The vehicle is a long, slender vessel that resembles a scaled up version of one of these. At the very front there is a small inlet that allows seawater in. The seawater passes through specially designed channels that go right through a nuclear reactor core like thisone. Somehow the jets of water are designed to prevent the salt from building up.
The water flashes to steam. Most of the steam is sent out the back through rocket nozzles but some is vented through a set of nozzles at the front of the vehicle to create a gas cavity for the vehicle to ride in.
So you’ve got a nuclear ramjet that runs on seawater.
Time for a little flight. The craft comes out of the water at a 45 degree angle at several hundred knots. Dampers close off the seawater intake and you inject stored water into the reactor. The superheated steam gives you rocket thrust. This nuclear thermal rocket accelerates the craft to several times the speed of sound while the seawater intake is reconfigured into a scramjet air intake.

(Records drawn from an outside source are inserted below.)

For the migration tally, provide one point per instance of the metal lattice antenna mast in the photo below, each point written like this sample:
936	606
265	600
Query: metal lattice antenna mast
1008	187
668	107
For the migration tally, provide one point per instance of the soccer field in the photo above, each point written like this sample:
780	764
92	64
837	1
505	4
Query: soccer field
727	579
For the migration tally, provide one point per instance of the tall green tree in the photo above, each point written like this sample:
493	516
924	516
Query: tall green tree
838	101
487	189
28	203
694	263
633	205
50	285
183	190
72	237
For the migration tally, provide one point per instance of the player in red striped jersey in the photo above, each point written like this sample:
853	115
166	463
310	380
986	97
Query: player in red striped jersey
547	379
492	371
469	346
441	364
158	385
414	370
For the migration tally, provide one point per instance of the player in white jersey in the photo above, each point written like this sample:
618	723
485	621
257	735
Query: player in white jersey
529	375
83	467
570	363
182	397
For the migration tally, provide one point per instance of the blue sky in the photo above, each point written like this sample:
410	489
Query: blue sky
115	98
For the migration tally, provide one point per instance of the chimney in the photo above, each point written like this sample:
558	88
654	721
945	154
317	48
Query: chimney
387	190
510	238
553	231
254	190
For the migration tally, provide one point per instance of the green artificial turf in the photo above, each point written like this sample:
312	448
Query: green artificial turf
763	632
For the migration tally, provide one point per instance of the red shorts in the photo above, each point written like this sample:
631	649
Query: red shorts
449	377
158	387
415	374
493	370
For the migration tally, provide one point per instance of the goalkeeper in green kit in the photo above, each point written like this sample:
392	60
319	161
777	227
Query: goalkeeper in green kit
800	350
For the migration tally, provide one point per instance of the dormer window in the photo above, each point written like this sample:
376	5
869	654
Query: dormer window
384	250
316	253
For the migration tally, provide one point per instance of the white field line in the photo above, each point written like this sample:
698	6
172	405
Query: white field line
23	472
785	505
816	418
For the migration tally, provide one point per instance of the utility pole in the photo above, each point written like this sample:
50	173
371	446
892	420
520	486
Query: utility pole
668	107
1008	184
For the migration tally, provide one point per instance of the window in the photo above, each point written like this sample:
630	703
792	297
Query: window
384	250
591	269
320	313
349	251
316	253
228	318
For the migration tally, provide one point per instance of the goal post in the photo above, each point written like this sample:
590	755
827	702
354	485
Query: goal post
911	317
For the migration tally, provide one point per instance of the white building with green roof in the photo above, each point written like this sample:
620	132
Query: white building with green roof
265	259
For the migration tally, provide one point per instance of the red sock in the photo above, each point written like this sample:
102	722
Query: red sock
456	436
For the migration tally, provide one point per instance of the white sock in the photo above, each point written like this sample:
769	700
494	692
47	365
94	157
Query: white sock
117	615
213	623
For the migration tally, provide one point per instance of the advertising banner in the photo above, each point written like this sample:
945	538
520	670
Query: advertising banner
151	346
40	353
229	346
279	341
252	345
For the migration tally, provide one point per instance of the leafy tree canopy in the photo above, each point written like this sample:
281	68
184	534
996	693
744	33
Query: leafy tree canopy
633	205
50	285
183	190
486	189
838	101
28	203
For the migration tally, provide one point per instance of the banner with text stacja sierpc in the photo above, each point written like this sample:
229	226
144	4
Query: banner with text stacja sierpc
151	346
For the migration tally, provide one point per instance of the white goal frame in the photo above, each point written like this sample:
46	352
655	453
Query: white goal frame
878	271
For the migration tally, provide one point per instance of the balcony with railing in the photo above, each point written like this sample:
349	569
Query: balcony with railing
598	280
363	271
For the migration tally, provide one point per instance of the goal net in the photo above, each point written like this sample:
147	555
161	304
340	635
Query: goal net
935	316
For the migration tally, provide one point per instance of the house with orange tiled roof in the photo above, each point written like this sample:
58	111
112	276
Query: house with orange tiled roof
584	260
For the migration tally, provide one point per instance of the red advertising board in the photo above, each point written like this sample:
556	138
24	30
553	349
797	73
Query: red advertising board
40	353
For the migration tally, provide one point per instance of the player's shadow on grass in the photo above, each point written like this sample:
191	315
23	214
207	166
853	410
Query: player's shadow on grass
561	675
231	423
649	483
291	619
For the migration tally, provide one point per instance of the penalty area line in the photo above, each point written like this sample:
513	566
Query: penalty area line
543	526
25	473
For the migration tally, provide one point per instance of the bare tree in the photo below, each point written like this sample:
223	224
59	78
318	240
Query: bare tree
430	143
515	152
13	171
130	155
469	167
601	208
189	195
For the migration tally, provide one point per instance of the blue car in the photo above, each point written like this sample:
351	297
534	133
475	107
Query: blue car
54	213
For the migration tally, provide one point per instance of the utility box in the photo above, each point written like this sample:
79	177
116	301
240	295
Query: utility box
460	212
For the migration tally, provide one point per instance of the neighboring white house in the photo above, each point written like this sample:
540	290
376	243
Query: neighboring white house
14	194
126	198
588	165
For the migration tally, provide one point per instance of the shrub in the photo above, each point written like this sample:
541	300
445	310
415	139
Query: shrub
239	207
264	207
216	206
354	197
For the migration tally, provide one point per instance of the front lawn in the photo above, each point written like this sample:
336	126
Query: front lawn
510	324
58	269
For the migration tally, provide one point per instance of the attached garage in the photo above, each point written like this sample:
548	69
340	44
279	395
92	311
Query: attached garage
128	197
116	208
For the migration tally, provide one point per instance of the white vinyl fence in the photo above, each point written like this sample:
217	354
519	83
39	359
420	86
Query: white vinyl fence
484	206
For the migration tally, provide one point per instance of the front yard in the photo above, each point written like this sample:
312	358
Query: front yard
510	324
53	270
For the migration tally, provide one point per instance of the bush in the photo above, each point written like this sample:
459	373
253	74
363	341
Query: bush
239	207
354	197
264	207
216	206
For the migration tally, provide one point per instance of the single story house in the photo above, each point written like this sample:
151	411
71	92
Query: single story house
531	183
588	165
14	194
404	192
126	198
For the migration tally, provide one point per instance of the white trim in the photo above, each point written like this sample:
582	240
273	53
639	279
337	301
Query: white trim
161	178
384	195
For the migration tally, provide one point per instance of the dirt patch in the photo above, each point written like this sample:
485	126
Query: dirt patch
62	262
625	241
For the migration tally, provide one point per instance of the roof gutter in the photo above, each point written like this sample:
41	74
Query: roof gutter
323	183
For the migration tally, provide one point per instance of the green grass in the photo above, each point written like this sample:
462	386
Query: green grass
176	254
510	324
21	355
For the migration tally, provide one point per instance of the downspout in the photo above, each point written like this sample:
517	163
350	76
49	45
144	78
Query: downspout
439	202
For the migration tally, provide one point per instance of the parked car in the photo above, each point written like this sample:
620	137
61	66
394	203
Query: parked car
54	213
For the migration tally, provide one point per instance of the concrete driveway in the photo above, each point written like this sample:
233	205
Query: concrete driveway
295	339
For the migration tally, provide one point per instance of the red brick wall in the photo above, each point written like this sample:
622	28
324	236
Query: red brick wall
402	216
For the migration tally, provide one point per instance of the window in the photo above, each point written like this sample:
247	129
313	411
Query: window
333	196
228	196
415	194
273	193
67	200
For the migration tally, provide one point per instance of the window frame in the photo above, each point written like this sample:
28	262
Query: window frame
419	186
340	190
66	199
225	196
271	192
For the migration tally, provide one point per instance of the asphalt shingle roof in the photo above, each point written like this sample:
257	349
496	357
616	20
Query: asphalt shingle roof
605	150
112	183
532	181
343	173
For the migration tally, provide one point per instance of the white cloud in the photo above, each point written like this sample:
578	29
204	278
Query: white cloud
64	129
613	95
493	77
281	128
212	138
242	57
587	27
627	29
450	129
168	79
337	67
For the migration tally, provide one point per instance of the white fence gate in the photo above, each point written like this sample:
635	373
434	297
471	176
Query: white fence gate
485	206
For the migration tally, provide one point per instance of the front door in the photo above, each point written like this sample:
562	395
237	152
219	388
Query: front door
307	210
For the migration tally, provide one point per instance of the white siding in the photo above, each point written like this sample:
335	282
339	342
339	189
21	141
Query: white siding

Once the craft is traveling quickly enough, dampers are opened and compressed supersonic air is used as coolant/reaction mass instead of water. The reactor probably has to be physically reconfigured in order to do this.
The scramjet is then flown through clouds, with some of the air bypassed onto an onboard plant that condenses the water from the air and uses it to refill the onboard tanks. Once the tanks are full, the craft is sent to the upper atmosphere and accelerated to the physical limits of the propulsion system. Theoretically, half of orbital velocity is achievable. To reach low earth orbit from a scramjet traveling at about half orbital velocity (3500 m/s) you probably need at least 4 km/sec of delta V. (roughly 3500 m/s is the minimum, and there’s some losses to air resistance at that altitude)
A nuclear thermal rocket using water might have an ISP of 800. 1000 might be possible but distilled water is probably less efficient as a fuel.
Anyways, 40% of the mass of the rocket would need to be fuel assuming an ISP of 800. It would perform a burn to escape the atmosphere and then a circularization burn to achieve orbit.
After unloading payload, the wonder materials this beast is made of can of course withstand reentry, so it would perform a burn to deorbit and then use friction to slow down to scramjet speeds. Upon resuming scramjet flight, it would again fly through clouds to refill the onboard water tanks. It would then use friction to slow down to terminal velocity above a section of ocean and then perform a suicide burn to slow down to 0 m/s before splashing into the ocean. Somehow, the red hot rocket nozzle would withstand the thermal shock of splashing into the sea.
A submarine again, it would proceed to the underwater base it’s based out of and be repaired and restocked for the next flight.
Ok, ok, so this idea’s straight science fiction. Still, if you had access to engineering talent that was superhuman, atomic level fabrication technology, and no limits on resources, could an insane vehicle like this actually work?